In the first book of the Iliad, Achilleus, most gifted of all heroes, a man who is half god himself but is destined to die young, and yet is promised everlasting glory in exchange for his short life, is insulted and stripped of his war prize, his mistress Briseus, by his overlord in the war against the Trojans, Agamemnon. In rage and fury, Achilleus withdraws from the Achaian army, swearing not to fight for them again. Deprived of his only recompense for his brief life span, his honor, Achilleus is plunged into despair, and asks his mother, the sea goddess Thetis, to intercede with Zeus. She promises to do her best, then leaves him alone on the sea shore:

But that other still sat in anger beside his swift ships,
Peleus’ son divinely born, Achilleus of the swift feet.
Never now would he go to assemblies where men win glory,
never more into battle, but continued to waste his heart out
sitting there, though he longed always for the clamour and fighting.
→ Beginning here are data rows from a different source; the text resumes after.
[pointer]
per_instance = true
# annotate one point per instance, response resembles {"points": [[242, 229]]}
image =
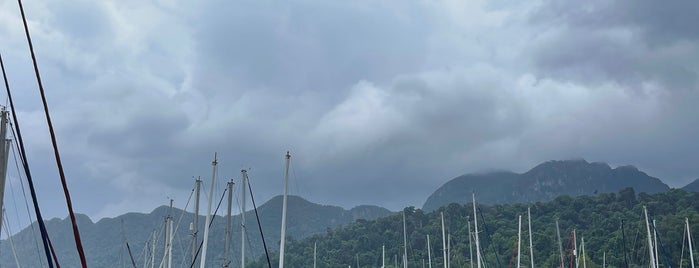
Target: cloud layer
{"points": [[379, 103]]}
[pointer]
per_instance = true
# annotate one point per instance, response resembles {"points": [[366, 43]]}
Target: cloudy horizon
{"points": [[379, 102]]}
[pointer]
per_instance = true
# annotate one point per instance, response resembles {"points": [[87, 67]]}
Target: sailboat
{"points": [[283, 232]]}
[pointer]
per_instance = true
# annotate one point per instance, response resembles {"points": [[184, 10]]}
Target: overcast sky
{"points": [[379, 102]]}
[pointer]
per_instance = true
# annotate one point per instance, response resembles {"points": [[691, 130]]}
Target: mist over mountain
{"points": [[544, 182], [105, 241], [692, 186]]}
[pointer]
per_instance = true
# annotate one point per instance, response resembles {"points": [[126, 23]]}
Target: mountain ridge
{"points": [[543, 182], [104, 240]]}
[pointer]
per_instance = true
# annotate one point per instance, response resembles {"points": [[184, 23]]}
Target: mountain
{"points": [[543, 182], [104, 241], [612, 226], [692, 186]]}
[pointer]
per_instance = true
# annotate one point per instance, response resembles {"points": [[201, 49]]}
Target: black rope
{"points": [[259, 225], [25, 164], [15, 149], [213, 216], [76, 233], [490, 241]]}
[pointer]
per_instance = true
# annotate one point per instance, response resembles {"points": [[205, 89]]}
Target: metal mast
{"points": [[405, 243], [286, 191], [650, 240], [227, 249], [194, 229], [202, 264], [560, 246], [444, 242], [531, 248], [519, 241], [429, 252], [244, 179], [475, 223], [689, 239], [4, 153]]}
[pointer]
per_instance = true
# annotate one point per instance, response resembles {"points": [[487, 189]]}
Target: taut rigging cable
{"points": [[69, 204], [25, 164]]}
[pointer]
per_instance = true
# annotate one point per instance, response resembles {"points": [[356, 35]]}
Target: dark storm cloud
{"points": [[379, 102]]}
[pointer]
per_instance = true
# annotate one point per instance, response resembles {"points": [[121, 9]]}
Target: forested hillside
{"points": [[596, 219]]}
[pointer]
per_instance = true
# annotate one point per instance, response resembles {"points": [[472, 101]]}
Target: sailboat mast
{"points": [[650, 240], [582, 250], [383, 256], [531, 248], [405, 243], [655, 242], [227, 248], [195, 222], [4, 153], [519, 241], [560, 245], [152, 254], [286, 190], [244, 178], [475, 223], [444, 242], [202, 264], [429, 252], [448, 250], [689, 239], [168, 236], [575, 249], [470, 247]]}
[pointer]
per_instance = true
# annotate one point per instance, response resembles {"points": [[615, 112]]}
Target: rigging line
{"points": [[32, 191], [12, 243], [69, 203], [213, 216], [179, 221], [53, 253], [259, 225], [24, 193]]}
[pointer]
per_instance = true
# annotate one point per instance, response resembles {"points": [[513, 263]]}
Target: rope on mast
{"points": [[76, 232], [25, 164]]}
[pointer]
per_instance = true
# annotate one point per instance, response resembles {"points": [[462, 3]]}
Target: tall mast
{"points": [[448, 250], [286, 191], [650, 240], [429, 252], [470, 248], [655, 242], [475, 223], [383, 256], [227, 249], [169, 239], [560, 245], [405, 243], [202, 264], [194, 230], [444, 242], [4, 153], [152, 252], [582, 250], [244, 179], [531, 248], [519, 241], [575, 249], [689, 239]]}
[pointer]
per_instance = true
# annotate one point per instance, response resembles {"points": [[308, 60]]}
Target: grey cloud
{"points": [[378, 102]]}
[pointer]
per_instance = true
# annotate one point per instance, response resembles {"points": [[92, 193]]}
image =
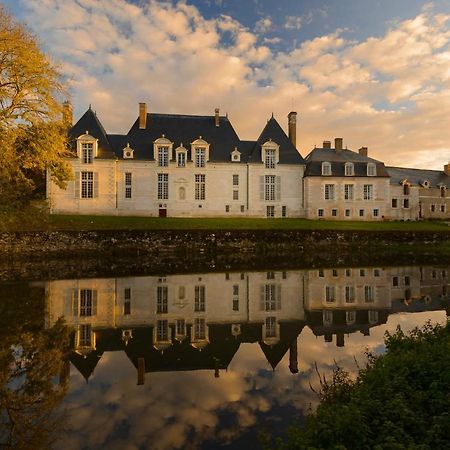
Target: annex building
{"points": [[197, 166]]}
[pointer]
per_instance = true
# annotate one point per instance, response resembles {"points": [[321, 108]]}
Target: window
{"points": [[163, 156], [181, 159], [269, 187], [271, 327], [200, 182], [330, 294], [128, 179], [349, 294], [163, 186], [161, 300], [326, 168], [329, 192], [368, 294], [349, 170], [270, 158], [348, 192], [200, 153], [199, 329], [368, 192], [87, 149], [199, 299], [371, 170], [87, 184]]}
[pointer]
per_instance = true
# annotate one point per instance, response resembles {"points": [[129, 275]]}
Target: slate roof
{"points": [[418, 176], [272, 131], [338, 159], [89, 122]]}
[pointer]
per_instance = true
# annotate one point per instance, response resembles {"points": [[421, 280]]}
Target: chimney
{"points": [[292, 127], [142, 116], [67, 114], [216, 117], [363, 151], [447, 169]]}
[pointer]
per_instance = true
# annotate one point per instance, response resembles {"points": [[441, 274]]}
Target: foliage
{"points": [[400, 400], [32, 135], [31, 359]]}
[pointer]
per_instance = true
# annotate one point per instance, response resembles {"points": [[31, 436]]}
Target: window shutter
{"points": [[278, 303], [94, 302], [77, 184], [75, 302], [278, 187], [262, 305], [95, 184]]}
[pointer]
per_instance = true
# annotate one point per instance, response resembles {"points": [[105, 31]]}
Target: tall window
{"points": [[163, 156], [200, 153], [199, 299], [128, 181], [270, 158], [163, 186], [329, 192], [348, 192], [87, 149], [200, 182], [161, 300], [269, 187], [87, 184], [368, 192]]}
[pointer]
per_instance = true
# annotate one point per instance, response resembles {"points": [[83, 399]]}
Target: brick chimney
{"points": [[447, 169], [364, 151], [142, 116], [292, 127], [67, 114], [217, 117]]}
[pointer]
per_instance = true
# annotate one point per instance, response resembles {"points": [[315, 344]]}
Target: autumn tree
{"points": [[32, 133]]}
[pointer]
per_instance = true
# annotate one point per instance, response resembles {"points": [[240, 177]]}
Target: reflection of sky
{"points": [[184, 409]]}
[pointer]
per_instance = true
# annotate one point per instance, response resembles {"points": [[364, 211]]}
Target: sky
{"points": [[376, 73]]}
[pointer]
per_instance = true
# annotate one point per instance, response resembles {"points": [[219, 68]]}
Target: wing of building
{"points": [[197, 166]]}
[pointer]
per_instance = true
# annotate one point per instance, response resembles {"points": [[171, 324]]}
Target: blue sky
{"points": [[376, 73]]}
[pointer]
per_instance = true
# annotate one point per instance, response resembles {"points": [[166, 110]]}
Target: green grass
{"points": [[78, 222]]}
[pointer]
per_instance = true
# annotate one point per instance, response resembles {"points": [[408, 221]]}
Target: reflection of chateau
{"points": [[198, 321]]}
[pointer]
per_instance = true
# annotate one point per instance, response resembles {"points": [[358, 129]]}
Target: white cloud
{"points": [[371, 92]]}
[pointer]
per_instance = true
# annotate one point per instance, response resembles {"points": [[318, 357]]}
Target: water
{"points": [[212, 360]]}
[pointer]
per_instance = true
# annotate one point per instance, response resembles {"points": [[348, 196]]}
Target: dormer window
{"points": [[371, 170], [128, 152], [326, 168], [349, 170], [270, 154], [87, 148]]}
But when the twelfth dawn after this day appeared, the gods who
live forever came back to Olympos all in a body
and Zeus led them; nor did Thetis forget the entreaties
of her son, but she emerged from the sea’s waves early
in the morning and went up to the tall sky and Olympos.

The sudden transition from Achilleus in his mortal agony to the gods in their immortal bliss is one of the most beautiful and poignant moments in the Iliad, capturing the essence of Homer’s tragic vision. There is, also, a particular place in the last movement of Beethoven’s Ninth Symphony that has always made me see in my mind’s eye this same scene from the Iliad, where the gods are moving in victorious procession through the sky.